İmamoğlu- Özel ikilisi kurultayda sadece genel başkanlıkta değil, parti meclisinde de rakipsiz ve firesiz bir şekilde kazandılar. Bu şekilde parti yönetimine de tam anlamıyla hakim oldular. Beklendiği gibi Ekrem İmamoğlu’nun Silivri Cezaevinde olmasının, İmamoğlu ile Özgür Özel arasında bir anlaşmazlığa şimdilik yol açmadığı görüldü.

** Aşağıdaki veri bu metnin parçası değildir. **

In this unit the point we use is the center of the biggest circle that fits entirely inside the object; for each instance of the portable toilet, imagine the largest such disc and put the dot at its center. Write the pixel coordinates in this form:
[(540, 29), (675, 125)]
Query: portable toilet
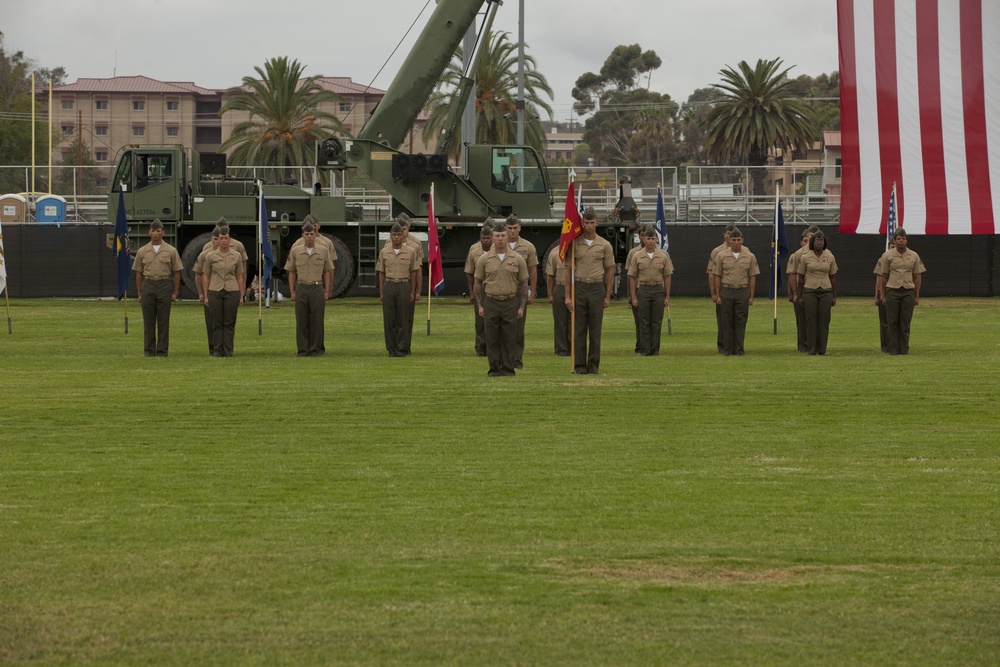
[(50, 209), (12, 208)]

CHP Cumhurbaşkanlığı sistemine uyum sağlayarak parti yönetimi ile Cumhurbaşkanlığı seçim ofisini ve gölge kabineyi birbirinden ayırdı. Cumhurbaşkanlığı seçim ofisi mekan olarak da eski CHP genel merkezini kullanacak. Gölge kabinede gölge bakanların yanında, gölge bakan yardımcıları ve gölge kurul üyelerinin de olacağı ifade edildi. Kurultay sonrasındaki gölge kabine henüz açıklanmadı, gölge kabinenin haftaya açıklanması bekleniyor. Bu durumda CHP yönetimi Cumhurbaşkanlığı sistemini dikkate alarak iki başlı bir yapıya dönüşmüş olacak. Eskiden de gölge kabine vardı ancak eski gölge kabine ve parti yönetimiyle içiçeydi. Şimdi ikisi birbirinde kadro, mekan ve toplantı tarihleri itibarıyla da ayrışacak… Genel başkanın bir hafta parti yönetime bir hafta da İmamoğlu’na vekaleten Cumhurbaşkanlığı Aday ofisinde gölge kabineye başkanlık etmesi bekleniyor.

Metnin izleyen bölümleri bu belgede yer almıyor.